Epic Game Store grows as planned
Team Sweeney released a bunch of numbers on the success of its digital storefront. As part of a broader crusade against platform holders everywhere (e.g., Apple, Valve), PC gaming is a critical frontline. The firm has made several notable acquisitions to give its storefront a more fleshed-out personality beyond just Fortnite and, in honesty, their emphasis on colorful goofy multiplayer fun cleverly positions it somewhere between Nintendo and everyone else.
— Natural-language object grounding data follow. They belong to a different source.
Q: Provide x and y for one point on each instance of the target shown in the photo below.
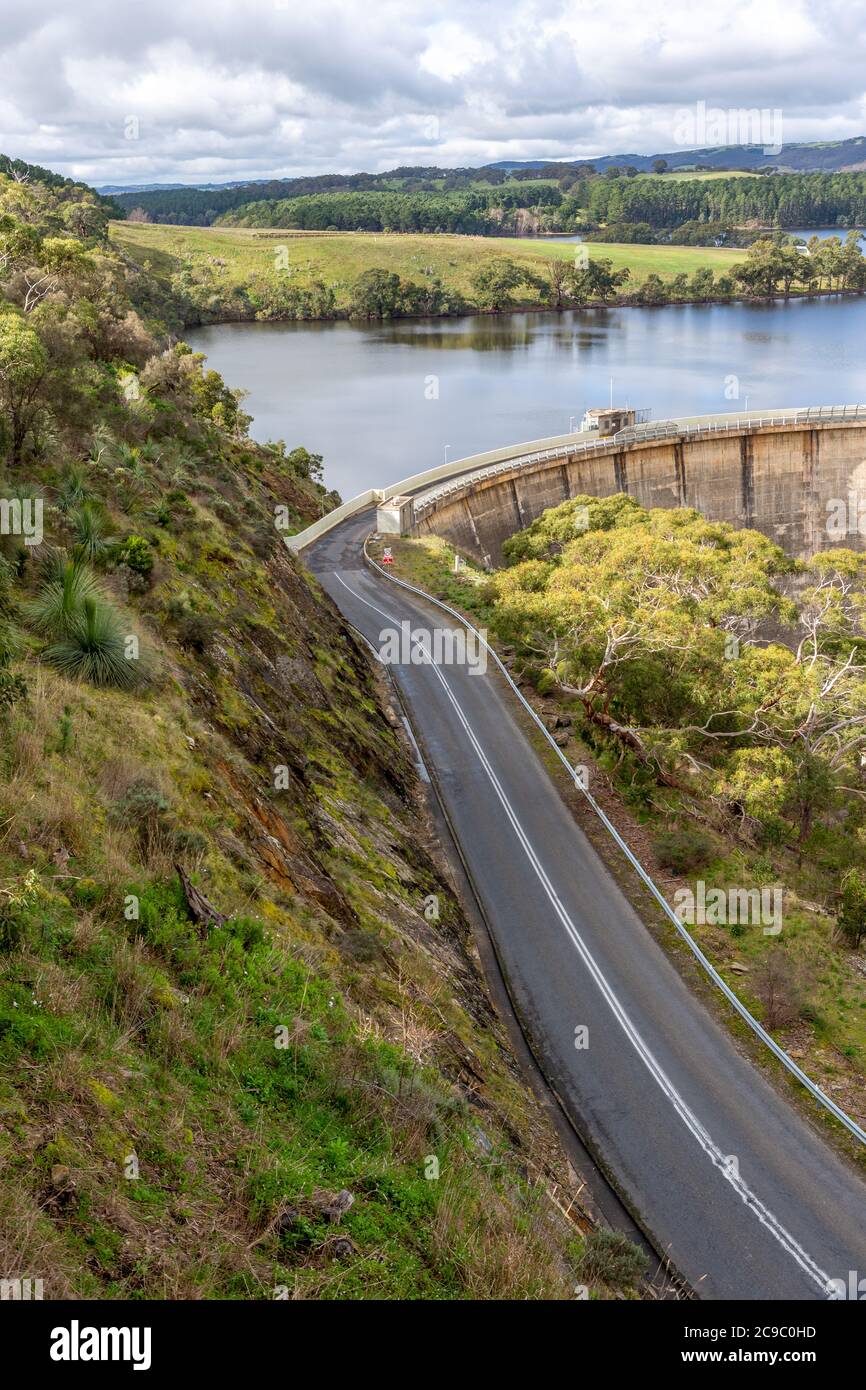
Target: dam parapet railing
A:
(439, 483)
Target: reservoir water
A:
(384, 401)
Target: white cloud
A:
(253, 88)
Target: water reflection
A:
(384, 401)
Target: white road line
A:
(685, 1114)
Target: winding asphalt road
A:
(717, 1168)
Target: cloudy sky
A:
(191, 91)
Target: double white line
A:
(655, 1069)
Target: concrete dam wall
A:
(799, 480)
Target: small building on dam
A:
(798, 476)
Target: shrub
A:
(136, 555)
(684, 848)
(93, 648)
(89, 530)
(613, 1260)
(70, 583)
(851, 919)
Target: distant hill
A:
(164, 188)
(819, 157)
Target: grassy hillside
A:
(235, 257)
(245, 1045)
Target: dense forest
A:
(494, 202)
(473, 213)
(200, 207)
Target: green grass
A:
(831, 1043)
(238, 255)
(681, 175)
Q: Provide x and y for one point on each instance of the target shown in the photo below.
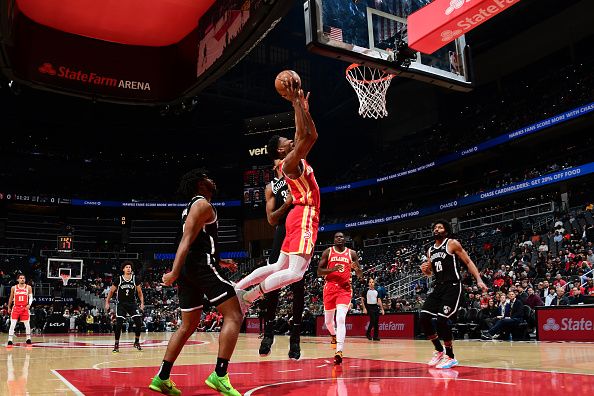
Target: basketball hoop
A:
(371, 85)
(65, 278)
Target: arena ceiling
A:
(132, 22)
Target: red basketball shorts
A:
(19, 313)
(335, 294)
(301, 230)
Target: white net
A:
(371, 85)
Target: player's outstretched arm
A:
(305, 131)
(455, 247)
(272, 215)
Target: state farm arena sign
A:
(568, 323)
(91, 78)
(390, 325)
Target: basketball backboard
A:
(369, 31)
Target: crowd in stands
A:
(550, 264)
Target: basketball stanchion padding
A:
(371, 85)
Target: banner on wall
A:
(550, 178)
(400, 325)
(567, 323)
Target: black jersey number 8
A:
(438, 266)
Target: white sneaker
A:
(243, 304)
(437, 357)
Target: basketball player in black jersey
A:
(197, 269)
(278, 203)
(127, 288)
(443, 260)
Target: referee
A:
(373, 306)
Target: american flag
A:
(334, 33)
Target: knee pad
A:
(443, 328)
(426, 321)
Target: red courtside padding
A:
(443, 21)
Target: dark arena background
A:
(105, 105)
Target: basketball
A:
(284, 77)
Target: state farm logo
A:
(90, 78)
(468, 21)
(455, 5)
(568, 324)
(551, 325)
(47, 68)
(448, 35)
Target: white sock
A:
(341, 311)
(297, 267)
(259, 274)
(329, 320)
(27, 328)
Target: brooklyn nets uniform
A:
(200, 276)
(126, 296)
(445, 298)
(280, 189)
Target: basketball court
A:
(85, 365)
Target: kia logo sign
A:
(551, 325)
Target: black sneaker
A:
(266, 344)
(294, 351)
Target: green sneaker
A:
(166, 387)
(221, 384)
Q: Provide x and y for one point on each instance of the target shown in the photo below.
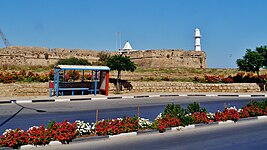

It’s important to remember, however, that much of the current traction and success are the direct results of Epic’s aggressive spending. In establishing a new platform, the combination of subsidizing third-party content creators and releasing exclusive titles is critical. With 194 million PC customers (presumably that means spenders), 62 million month actives in December, and a combined total of $840 million in revenue, the Epic Game Store is doing well. Team Sweeney is giving away a lot of value to attract players: a total of 89 games valued at $2,120. Paid for by Fortnite players, I’m guessing.
As it continues to build on its success, it will predictably run into the same problems that have shaped policies at rivals like Apple, as Epic’s interests shift from catering to third-party content creators to maintaining its borders. It leaves us the question of whether Epic will become the maverick firm in the video game industrial complex, or just part of the overlord upper class.
PLAY/PASS
Pass. Here’s a glaring oversight in the VR adaptation for Resident Evil 4 resulting in “tit-punches”. Welcome to the future of entertainment.
Play. Now that the NY Times has purchased Wordle, go read this analysis “Deep Wordle” and step up your game. The Sunday crossword is about to meet its match.